About England People Very Nice
Friday 20th February 2009
A week is a long time in cultural politics. Seven days ago, a Guardian blog by Hussain Ismail criticized Richard Bean’s current play, England People Very Nice (National) for being “little more than one, long joke”, masking racial “prejudice behind crass humour”. Rather than produce “caricatures of people who have suffered”, the National Theatre should “provoke an intelligent, dignified debate”. Well, it certainly provoked discussion. Some 140 comments were clocked up within a couple of days and the chat raged back and forth between impassioned attacks on the play and its stereotyping of immigrants, and equally impassioned defences of it. While a depressing amount of posts began with the phrase “I haven’t seen the play, but…”, a few cool spirits urged us to listen to exactly what Bean was saying – and to exactly what Ismail had written. Certainly, accusations that the National is a place where only white dramas are staged, and where the white middle class gathers to laugh at impoverished East End Bengalis, seem preposterous to anyone who has actually been to that theatre.
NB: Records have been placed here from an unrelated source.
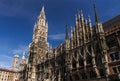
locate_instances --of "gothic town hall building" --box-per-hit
[20,5,120,81]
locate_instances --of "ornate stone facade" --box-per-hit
[20,5,120,81]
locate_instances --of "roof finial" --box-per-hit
[93,3,99,23]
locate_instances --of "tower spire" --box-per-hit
[93,4,99,23]
[66,25,69,40]
[39,5,46,19]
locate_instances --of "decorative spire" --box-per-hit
[88,15,92,27]
[39,5,46,19]
[22,52,25,59]
[93,4,99,23]
[80,10,84,19]
[66,25,69,40]
[71,26,73,38]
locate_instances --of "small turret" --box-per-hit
[93,4,100,23]
[13,54,19,69]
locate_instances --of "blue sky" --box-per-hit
[0,0,120,68]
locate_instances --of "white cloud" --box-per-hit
[48,34,65,40]
[0,54,13,68]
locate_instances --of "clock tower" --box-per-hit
[27,6,49,81]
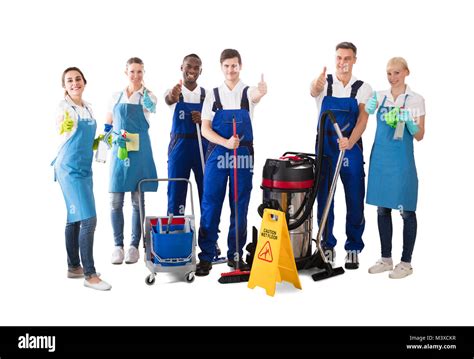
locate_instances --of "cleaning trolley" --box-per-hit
[138,178,196,285]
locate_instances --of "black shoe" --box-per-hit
[196,261,212,277]
[344,251,359,269]
[227,259,250,272]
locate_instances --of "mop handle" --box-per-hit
[232,117,240,270]
[316,111,346,263]
[196,123,204,175]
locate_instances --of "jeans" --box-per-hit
[110,191,145,248]
[65,217,97,278]
[377,207,417,263]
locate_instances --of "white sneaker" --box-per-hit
[84,279,112,290]
[125,246,140,264]
[388,262,413,279]
[112,247,123,264]
[369,258,393,274]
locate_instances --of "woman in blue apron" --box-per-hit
[52,67,112,290]
[106,57,157,264]
[366,57,425,279]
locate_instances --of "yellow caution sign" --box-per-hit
[248,209,301,297]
Equally, it should be noted that some of the biggest laughs on the press night came when Bean’s stereotypical white middle-class trendy couple, St John and Camilla, took the stage. The play certainly is a rude ’n’ crude comic riot, a kind of cartoon 1066-and-all-that history, and some critics have complained that it’s much too long, but what’s wrong with filing the stage with stereotypes and laughing at everyone, from yesteryear’s Huguenots to today’s Somalis? Pirate Dog agrees, and dares to suggest that it is a mark of cultural strength that the National can parade such a welter of comic prejudices so confidently, and with a gloriously multiracial cast in which white thugs are played by black and Asian actors, and some white actors play, for example, Bangladeshis. He also points out that provocation is what new writing is all about, isn’t it? Who cares about intelligent and dignified debate: he doesn’t. All he cares about is the right to offend: surely worth defending, no?